As of March 31, 2006, the USG was supporting 30,061 individuals on 
antiretroviral therapy (ART).  More than 106,000 individuals have 
received care and support services in USG-sponsored clinical- and 
community-based facilities.  Among the more than 44,400 pregnant 
women who received antenatal care at PEPFAR sites, 2,873 
HIV-positive women received ARV prophylaxis to reduce the risk of 
mother-to-child transmission.  Nearly 150,000 clients have received 
HIV test results at counseling and testing sites.  These prevention, 
care, and treatment services are provided in 15 Nigerian states: 
Anambra, Bauchi, Benue, Borno, Cross River, Edo, Enugu, Kaduna, 
Kano, Lagos, Nasarawa, Oyo, Plateau, Rivers, and the Federal Capital 
Territory. 
 
ABUJA 00002504  003 OF 003 
 
 
 
11. (SBU) Nigeria's ineffectiveness in using Global Fund money to 
fight HIV/AIDS causes the U.S. Mission Nigeria considerable concern. 
 The Global Fund for AIDS, Tuberculosis, and Malaria grant program 
in Nigeria is plagued by slow implementation and weak management by 
one of its principal recipients, Nigeria's National Action Committee 
on AIDS, as well as by the country coordination mechanism (CCM). 

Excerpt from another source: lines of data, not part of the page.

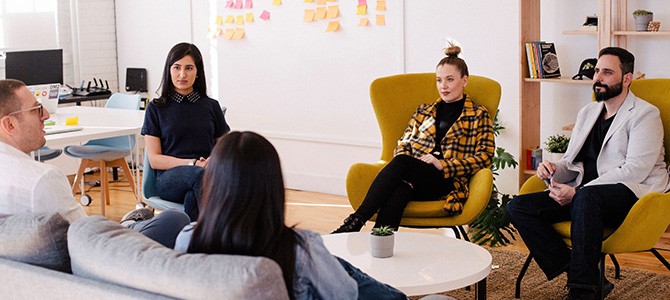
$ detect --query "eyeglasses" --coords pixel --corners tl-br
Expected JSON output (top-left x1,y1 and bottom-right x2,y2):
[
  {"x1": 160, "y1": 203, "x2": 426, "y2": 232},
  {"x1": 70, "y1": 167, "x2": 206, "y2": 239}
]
[{"x1": 7, "y1": 103, "x2": 44, "y2": 118}]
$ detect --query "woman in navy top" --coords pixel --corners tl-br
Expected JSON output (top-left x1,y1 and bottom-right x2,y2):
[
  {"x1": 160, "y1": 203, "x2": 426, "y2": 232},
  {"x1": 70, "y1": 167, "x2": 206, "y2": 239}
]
[{"x1": 142, "y1": 43, "x2": 230, "y2": 221}]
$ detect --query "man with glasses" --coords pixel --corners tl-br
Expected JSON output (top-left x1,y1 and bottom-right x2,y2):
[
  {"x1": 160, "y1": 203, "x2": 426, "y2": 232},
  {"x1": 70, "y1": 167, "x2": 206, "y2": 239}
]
[{"x1": 0, "y1": 79, "x2": 190, "y2": 248}]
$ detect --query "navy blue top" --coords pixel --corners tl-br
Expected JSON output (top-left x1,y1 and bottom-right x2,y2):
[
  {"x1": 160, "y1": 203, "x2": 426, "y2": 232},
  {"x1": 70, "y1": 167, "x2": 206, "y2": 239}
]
[{"x1": 141, "y1": 96, "x2": 230, "y2": 164}]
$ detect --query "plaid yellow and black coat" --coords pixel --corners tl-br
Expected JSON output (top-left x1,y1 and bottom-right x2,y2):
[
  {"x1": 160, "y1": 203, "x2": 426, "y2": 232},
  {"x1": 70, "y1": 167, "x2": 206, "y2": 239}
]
[{"x1": 394, "y1": 97, "x2": 495, "y2": 215}]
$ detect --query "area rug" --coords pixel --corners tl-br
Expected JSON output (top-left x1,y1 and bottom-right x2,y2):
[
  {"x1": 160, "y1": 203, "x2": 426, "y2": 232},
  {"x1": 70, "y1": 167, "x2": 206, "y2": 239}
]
[{"x1": 412, "y1": 249, "x2": 670, "y2": 300}]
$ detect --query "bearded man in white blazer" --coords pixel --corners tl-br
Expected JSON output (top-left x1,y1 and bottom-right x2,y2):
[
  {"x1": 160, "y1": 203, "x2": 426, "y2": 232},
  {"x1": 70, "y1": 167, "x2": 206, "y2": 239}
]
[{"x1": 508, "y1": 47, "x2": 669, "y2": 299}]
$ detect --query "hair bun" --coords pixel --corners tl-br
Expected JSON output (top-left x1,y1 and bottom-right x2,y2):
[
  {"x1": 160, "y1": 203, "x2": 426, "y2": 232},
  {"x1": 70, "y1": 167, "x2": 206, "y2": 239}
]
[{"x1": 444, "y1": 43, "x2": 461, "y2": 57}]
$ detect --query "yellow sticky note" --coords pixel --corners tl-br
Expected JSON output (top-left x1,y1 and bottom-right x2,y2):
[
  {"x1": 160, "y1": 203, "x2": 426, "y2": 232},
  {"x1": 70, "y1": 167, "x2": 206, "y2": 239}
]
[
  {"x1": 65, "y1": 116, "x2": 79, "y2": 125},
  {"x1": 316, "y1": 7, "x2": 326, "y2": 20},
  {"x1": 377, "y1": 0, "x2": 386, "y2": 11},
  {"x1": 375, "y1": 15, "x2": 386, "y2": 26},
  {"x1": 356, "y1": 4, "x2": 368, "y2": 16},
  {"x1": 223, "y1": 28, "x2": 235, "y2": 40},
  {"x1": 233, "y1": 28, "x2": 244, "y2": 40},
  {"x1": 326, "y1": 21, "x2": 340, "y2": 32},
  {"x1": 303, "y1": 9, "x2": 315, "y2": 22},
  {"x1": 326, "y1": 5, "x2": 340, "y2": 19}
]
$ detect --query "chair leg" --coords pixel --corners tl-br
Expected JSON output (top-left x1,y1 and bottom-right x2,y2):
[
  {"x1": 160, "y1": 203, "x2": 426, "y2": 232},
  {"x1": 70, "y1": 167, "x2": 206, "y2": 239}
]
[
  {"x1": 649, "y1": 248, "x2": 670, "y2": 271},
  {"x1": 610, "y1": 254, "x2": 621, "y2": 279},
  {"x1": 514, "y1": 253, "x2": 533, "y2": 299}
]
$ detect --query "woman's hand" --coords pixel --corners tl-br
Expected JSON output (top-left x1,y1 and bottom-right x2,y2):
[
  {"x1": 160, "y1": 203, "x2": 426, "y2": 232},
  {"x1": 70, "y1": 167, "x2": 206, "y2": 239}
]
[{"x1": 419, "y1": 154, "x2": 444, "y2": 171}]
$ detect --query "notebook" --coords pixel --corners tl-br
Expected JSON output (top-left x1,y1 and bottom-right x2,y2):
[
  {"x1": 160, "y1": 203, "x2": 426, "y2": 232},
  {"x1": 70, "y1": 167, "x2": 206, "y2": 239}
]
[{"x1": 44, "y1": 125, "x2": 82, "y2": 134}]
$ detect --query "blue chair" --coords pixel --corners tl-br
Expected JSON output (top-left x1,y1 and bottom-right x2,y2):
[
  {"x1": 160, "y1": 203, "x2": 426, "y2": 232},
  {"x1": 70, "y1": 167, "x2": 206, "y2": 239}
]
[
  {"x1": 64, "y1": 93, "x2": 141, "y2": 216},
  {"x1": 142, "y1": 153, "x2": 184, "y2": 211}
]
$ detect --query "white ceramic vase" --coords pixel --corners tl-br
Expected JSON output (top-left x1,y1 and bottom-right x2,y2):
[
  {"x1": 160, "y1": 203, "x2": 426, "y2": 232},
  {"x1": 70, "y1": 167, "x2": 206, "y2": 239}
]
[{"x1": 370, "y1": 234, "x2": 395, "y2": 258}]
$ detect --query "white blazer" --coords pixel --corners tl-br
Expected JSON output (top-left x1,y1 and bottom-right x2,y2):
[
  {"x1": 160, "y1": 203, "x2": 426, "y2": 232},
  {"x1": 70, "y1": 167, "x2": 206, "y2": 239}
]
[{"x1": 555, "y1": 91, "x2": 670, "y2": 198}]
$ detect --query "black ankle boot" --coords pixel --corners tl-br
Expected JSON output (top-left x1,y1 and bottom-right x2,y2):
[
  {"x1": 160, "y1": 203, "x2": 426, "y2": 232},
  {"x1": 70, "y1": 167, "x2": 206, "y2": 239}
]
[{"x1": 332, "y1": 214, "x2": 365, "y2": 233}]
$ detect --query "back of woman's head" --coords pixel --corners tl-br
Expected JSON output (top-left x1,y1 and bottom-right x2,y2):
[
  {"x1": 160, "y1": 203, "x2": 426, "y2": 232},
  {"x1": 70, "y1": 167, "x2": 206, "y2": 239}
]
[
  {"x1": 436, "y1": 42, "x2": 470, "y2": 77},
  {"x1": 159, "y1": 43, "x2": 207, "y2": 98}
]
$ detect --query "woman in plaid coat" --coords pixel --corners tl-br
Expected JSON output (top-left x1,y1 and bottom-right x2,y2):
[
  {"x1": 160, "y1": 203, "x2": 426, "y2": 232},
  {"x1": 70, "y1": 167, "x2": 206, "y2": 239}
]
[{"x1": 333, "y1": 45, "x2": 495, "y2": 233}]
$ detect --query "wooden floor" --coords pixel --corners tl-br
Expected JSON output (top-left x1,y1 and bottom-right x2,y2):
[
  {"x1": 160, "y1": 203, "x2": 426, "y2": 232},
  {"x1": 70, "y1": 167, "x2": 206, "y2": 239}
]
[{"x1": 76, "y1": 170, "x2": 670, "y2": 274}]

The Global Fund in Nigeria works through the CCM, which develops and 
submits grant proposals to the Global Fund, then oversees program 
implementation.  Earlier this year, the Global Fund terminated two 
HIV grants to Nigeria totaling $81 million due to weak management 
and improper oversight of expenditures, failure to meet performance 
measures, and failure to implement promised CCM reforms.  Nigeria 
needs to demonstrate improved competency in managing its financial 
resources and in implementing programs - for the Global Fund's 
canceled grants demonstrate that Nigeria's challenge in its war 
against AIDS is not simply a lack of funding. 
 
12. (U) The GON fully recognizes the threat of HIV/AIDS.  It values 
its partnership with the United States and U.S. cooperation on the 
HIV/AIDS issue.  Our partnership in combating HIV/AIDS is 
strengthening our bilateral relationship. 
 
13. (U) This cable was reviewed by Embassy Abuja's Economic Section, 
the HHS/CDC-Global AIDS Program Nigeria, the Centers for Disease 
Control and Prevention Abuja, and USAID Abuja.